足足花了两个小时,三人才下到谷底。脚刚沾地,陈石就瘫坐在石头上,大口喘着气,后背的衣服全被汗水打湿了。谷底比上面更冷,溪水奔腾着从身边流过,冲击着乱石,溅起大片水花,水汽氤氲,扑在脸上凉得人一哆嗦。
“歇会儿,暖暖身子。” 张铁山捡了些干树枝,用火折子点起一堆篝火。火苗蹿起来,橘红色的光映亮了三人的脸,驱散了谷底的阴冷。
周牧云走到溪边,看着奔腾的溪水,对陈石道:“你看这溪水,走到这里忽然收窄,流速变快,说明前面有卡口。水是地脉的血脉,水收则气聚,过了这道卡口,地气就被锁住了,宝穴就在卡口后面。”
陈石凑过去看,只见溪水从宽阔的峡谷流过来,到前方忽然被两道山梁夹住,只剩下不到一丈宽的水道,水流猛地加速,像箭一样射出去,撞在岩石上激起雪白的浪花。
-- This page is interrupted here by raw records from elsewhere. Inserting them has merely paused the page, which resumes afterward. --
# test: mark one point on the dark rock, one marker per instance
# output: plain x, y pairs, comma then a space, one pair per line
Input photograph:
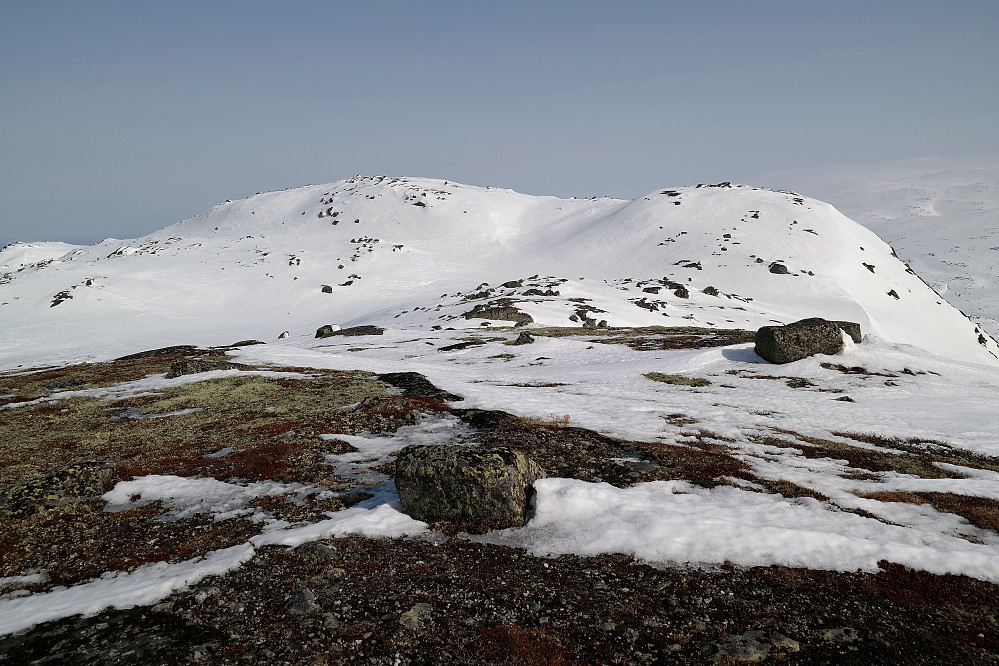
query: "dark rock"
247, 343
328, 331
417, 617
502, 310
415, 385
84, 481
801, 339
177, 350
524, 338
316, 550
478, 488
302, 602
778, 269
192, 366
461, 345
他想起书上说的 “水口砂”,连忙道:“师父,这两边的山是不是就是水口山?把地气关在里面?”
“不错。” 周牧云微微颔首,“这叫‘狮象锁水口’,两边的山梁像狮子和大象把门,把地脉之气牢牢锁在里面。有这样的水口,里面的地气场肯定差不了。寻常的地脉,能有一道小山挡水口就不错了,这种双山夹持的格局,极为少见。
歇了快一个小时,等身上暖和过来,三人继续动身。顺着溪水往上游走,路更难走了。谷底全是大大小小的乱石,被溪水冲得圆润湿滑,高低不平。
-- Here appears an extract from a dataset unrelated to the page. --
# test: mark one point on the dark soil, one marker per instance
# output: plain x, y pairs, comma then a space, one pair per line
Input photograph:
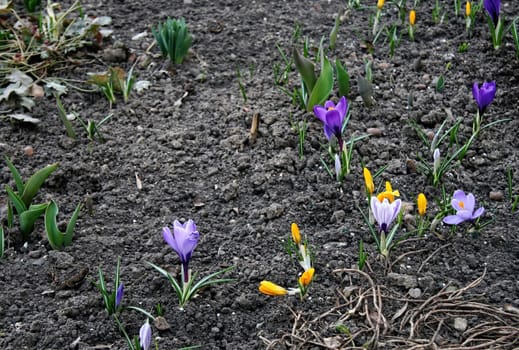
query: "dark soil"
195, 161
三人踩着石头往前走,时不时得涉水而过,溪水冰冷刺骨,没走多久,裤腿鞋子就全湿透了,贴在腿上凉飕飕的。
走了约莫二里地,前方忽然出现一片密林。树木长得格外密集,树干粗壮,枝桠低垂,几乎贴到水面,树叶浓绿得发黑,连阳光都透不进来,林子里黑黢黢的,像张巨大的嘴。站在林边,就能闻到里面传来的浓重草木气息,带着点说不出的腥甜。
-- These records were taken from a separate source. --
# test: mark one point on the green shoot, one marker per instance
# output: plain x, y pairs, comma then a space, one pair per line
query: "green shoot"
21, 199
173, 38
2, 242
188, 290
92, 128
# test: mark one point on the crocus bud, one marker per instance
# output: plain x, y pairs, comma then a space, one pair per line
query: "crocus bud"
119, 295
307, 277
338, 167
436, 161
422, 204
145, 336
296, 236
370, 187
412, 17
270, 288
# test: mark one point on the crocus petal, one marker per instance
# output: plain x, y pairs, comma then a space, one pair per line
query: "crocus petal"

“这林子不对劲。” 张铁山停下脚步,握紧了柴刀,“树长得太密了,比别处都旺,邪性。别是有什么瘴气吧?”
“是地气足的缘故。” 周牧云道,“地气旺的地方,草木就长得盛。里面瘴气倒是没有,就是毒虫多。进去之后跟紧我,别乱碰东西,尽量走亮堂的地方。”
他率先走进密林。刚一进去,光线瞬间暗了下来,四周静得可怕,连溪水声都远了,只有脚下踩碎腐叶的沙沙声,和头顶偶尔传来的鸟鸣。空气又闷又湿,像蒸笼一样,没走几步,背上就沁出了汗。
地上的腐叶积得极厚,踩上去没到脚踝,底下藏着大大小小的虫豸。陈石走着走着,忽然觉得脚脖子一疼,像是被什么东西蛰了一下,他低头一看,只见一只巴掌大的黑蝎子正钻进腐叶里,尾刺还闪着寒光。
“师父!” 他低呼一声。
周牧云回头,扫了一眼他的脚踝,只见上面两个小红点,很快就肿了起来,泛着青黑色。他快步走过去,从怀里掏出个小瓷瓶,倒出一点黄色的药膏,敷在伤口上:“是山蝎子,毒性不大,敷上药就没事了。走路注意点,挑落叶薄的地方走,腐叶厚的地方虫子多。”